Une économie dirigée est un système économique où une autorité gouvernementale centrale détermine les niveaux de production autorisés et fixe les prix des biens et services. La plupart des industries sont alors sous contrôle public.
Elle s'oppose principalement à l'économie de marché libre, où la demande des consommateurs guide la production et les prix.
L'économie dirigée est typique des régimes communistes, tandis que l'économie de marché domine les sociétés capitalistes.
Des pays comme Cuba, la Corée du Nord et l'ex-URSS ont adopté ce modèle. La Chine l'a maintenu jusqu'en 1978 avant de transiter vers une économie mixte alliant éléments communistes et capitalistes, souvent qualifiée d'« économie de marché socialiste ».
Aussi appelée économie planifiée, elle repose sur la propriété et le contrôle étatique des moyens de production. La propriété privée des terres et du capital est absente ou très limitée.
Les planificateurs centraux déterminent les prix, les volumes de production et restreignent ou interdisent la concurrence privée. Dans sa forme pure, il n'existe aucun secteur privé, l'État détenant toutes les entreprises.
Les autorités établissent les priorités nationales : croissance économique, allocation des ressources et répartition de la production, souvent via des plans pluriannuels.

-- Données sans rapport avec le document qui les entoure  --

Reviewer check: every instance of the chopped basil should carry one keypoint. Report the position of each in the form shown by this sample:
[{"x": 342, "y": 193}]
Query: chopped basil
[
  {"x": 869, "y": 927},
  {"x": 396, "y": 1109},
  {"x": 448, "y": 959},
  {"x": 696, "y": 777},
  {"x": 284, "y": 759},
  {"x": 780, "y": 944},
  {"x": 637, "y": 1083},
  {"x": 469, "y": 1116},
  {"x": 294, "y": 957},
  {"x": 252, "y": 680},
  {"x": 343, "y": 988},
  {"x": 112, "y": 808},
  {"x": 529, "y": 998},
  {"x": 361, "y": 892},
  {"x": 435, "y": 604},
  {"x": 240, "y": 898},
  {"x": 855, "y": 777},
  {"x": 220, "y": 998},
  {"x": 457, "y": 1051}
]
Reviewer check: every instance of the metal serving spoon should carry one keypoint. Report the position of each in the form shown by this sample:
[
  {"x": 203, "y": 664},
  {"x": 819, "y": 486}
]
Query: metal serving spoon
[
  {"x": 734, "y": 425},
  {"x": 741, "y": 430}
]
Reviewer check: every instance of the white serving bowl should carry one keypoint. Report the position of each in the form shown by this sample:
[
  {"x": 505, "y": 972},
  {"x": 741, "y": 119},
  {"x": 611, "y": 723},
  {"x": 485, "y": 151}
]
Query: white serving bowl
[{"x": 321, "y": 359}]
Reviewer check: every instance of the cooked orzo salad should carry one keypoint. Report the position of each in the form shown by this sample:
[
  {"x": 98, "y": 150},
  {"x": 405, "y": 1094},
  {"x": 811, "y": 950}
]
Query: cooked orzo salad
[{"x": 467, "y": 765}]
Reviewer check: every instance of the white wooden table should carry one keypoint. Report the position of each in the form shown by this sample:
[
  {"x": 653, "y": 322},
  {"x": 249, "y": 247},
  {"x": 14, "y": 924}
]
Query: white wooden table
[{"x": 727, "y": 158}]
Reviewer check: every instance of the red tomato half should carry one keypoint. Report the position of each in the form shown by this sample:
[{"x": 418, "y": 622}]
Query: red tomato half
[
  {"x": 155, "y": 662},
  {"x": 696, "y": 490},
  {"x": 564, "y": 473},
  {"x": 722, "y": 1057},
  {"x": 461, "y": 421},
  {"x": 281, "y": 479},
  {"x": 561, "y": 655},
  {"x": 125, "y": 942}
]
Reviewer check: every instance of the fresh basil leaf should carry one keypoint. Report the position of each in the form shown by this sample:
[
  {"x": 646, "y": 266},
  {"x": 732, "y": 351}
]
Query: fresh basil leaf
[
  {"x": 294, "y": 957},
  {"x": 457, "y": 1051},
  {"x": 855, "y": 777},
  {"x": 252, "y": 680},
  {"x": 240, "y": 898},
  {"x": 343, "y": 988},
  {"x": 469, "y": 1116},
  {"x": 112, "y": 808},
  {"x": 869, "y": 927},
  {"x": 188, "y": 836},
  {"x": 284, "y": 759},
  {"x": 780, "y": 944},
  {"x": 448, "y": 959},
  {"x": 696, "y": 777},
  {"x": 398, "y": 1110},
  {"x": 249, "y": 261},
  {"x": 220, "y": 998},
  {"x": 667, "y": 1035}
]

Les économistes libéraux soulignent deux faiblesses majeures : le problème des incitations et le manque d'information pour les planificateurs centraux.
Le problème des incitations
Il commence au sommet : les décideurs, humains avant tout, sont influencés par les lobbies et luttes de pouvoir, sans les garde-fous du marché comme les notations de crédit ou les fuites de capitaux.
Salaires fixés centralement et absence de profits découragent l'excellence, l'efficacité et l'innovation. La progression repose sur les relations politiques plutôt que sur la satisfaction client. La corruption y est endémique.
À plus grande échelle, la « tragédie des biens communs » s'aggrave : ressources collectives mal entretenues s'usent prématurément (logements, usines, équipements).
Le vide informationnel
Décrit par Ludwig von Mises et F.A. Hayek, le « problème du calcul économique » handicape les planificateurs : sans prix de marché reflétant offre et demande, impossible d'aligner production sur les besoins réels.
Dans une économie de marché, offre et demande s'équilibrent décentralement via les achats consommateurs et ajustements producteurs, avec données quantifiables tout au long de la chaîne.
Les planificateurs ignorent les préférences subtiles, entraînant gaspillage et appauvrissement progressif.
Ses partisans vantent l'allocation des ressources pour le bien-être social, prioritaire sur le profit privé des marchés.
Elles contrôlent mieux le chômage en créant des emplois, même artificiels.
Elles réagissent efficacement aux crises (guerre, catastrophe), bien que les économies de marché puissent aussi activer des pouvoirs d'urgence temporaires.
Contrôlée par les planificateurs étatiques, elle inclut :
Les monopoles sont tolérés pour servir les objectifs nationaux.
En économie de marché, les entreprises privées réagissent à l'offre-demande.
En économie dirigée, le gouvernement décide.
Aucune n'est pure aujourd'hui : les marchés intègrent régulations ; certaines dirigées s'ouvrent (ex. : boom chinois post-1978).
Les plans pluriannuels (ex. : 14 plans quinquennaux chinois, dernier jusqu'en 2025) fixent objectifs sectoriels : réduction carbone, développement rural, etc. Les industries doivent s'aligner.